Size of the original engraving, 10¼ × 6⅛ inches
In the Museum of Fine Arts, Boston

MARCANTONIO RAIMONDI. DEATH OF LUCRETIA

Size of the original engraving, 8½ × 5¼ inches
In the Museum of Fine Arts, Boston

To this early period likewise belongs Pyramus and Thisbe, which bears the earliest date—1505—which we find upon any of his engravings. It may well have been executed during his residence in Venice, between 1505 and 1509.

The Bathers, of 1510, is an artistic record of Marcantonio’s visit to Florence, on his way to Rome. The figures are taken from Michelangelo’s cartoon of the Battle of Pisa; but the landscape, including the thatched barn to the right, is a faithful copy, in reverse, of Lucas van Leyden’s plate of Mahomet and the Monk Sergius; for Marcantonio, like all great artists, freely borrowed his material wherever he found it, shaping it to his own ends.
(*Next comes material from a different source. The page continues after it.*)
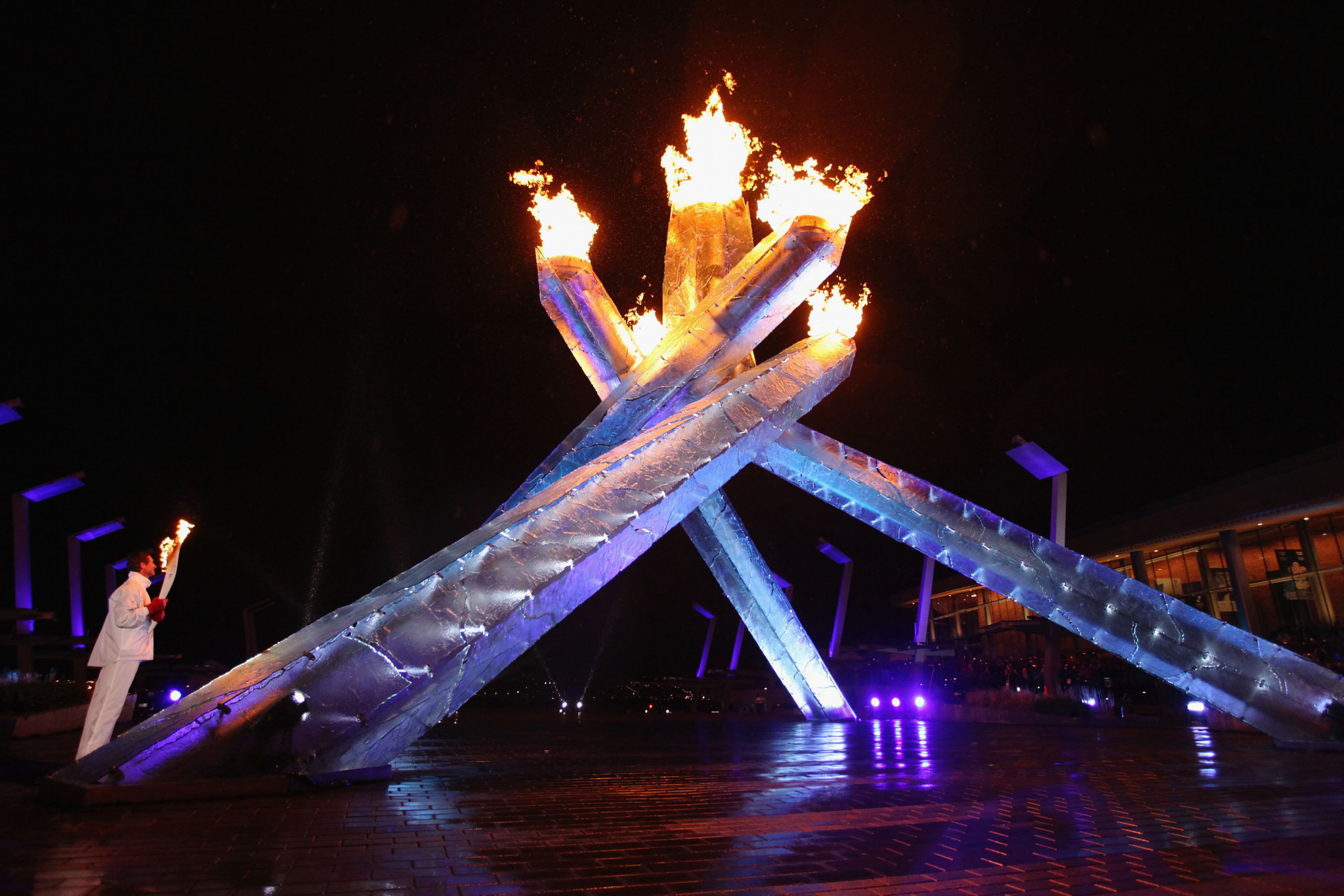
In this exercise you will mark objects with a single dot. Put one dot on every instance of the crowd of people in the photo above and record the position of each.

According to Vasari, it was the Death of Lucretia, engraved shortly after Marcantonio’s arrival in Rome, about 1510, after a drawing by Raphael, which attracted the attention of that master and showed him how much he might benefit by the reproduction of his work. One would be inclined to think that the Death of Dido rather than the Death of Lucretia might have been the means of bringing about this artistic collaboration; for, if Vasari is correct, the immediate result of Raphael’s personal influence upon Marcantonio was harmful rather than helpful, the Lucretia by general consent being the finer plate of the two.

It is significant that none of Marcantonio’s engravings interprets any existing painting by Raphael. We may infer that the engraver worked entirely after drawings supplied to him by Raphael—either drawings made for the purpose of being interpreted in terms of engraving, or the original studies for paintings, which, in their elaboration, were subjected to many modifications and changes.

Among his most interesting engravings are Saint Cecilia, which may be compared, or rather contrasted, with the famous painting in Bologna; the Virgin and Child in the Clouds, which later appears as the Madonna di Foligno; and Poetry, based on a study by Raphael for the fresco in the Camera della Segnatura, in the Vatican.

The Massacre of the Innocents, usually accounted the engraver’s masterpiece, is one of several subjects of which two plates exist. Authorities disagree as to which is the “original,” but some familiarity with both versions leads one to think that Marcantonio may well have been his own interpreter. At least one cannot name certainly any other engraver capable of producing either of the two versions of the Massacre of the Innocents, in point of drawing or of technique.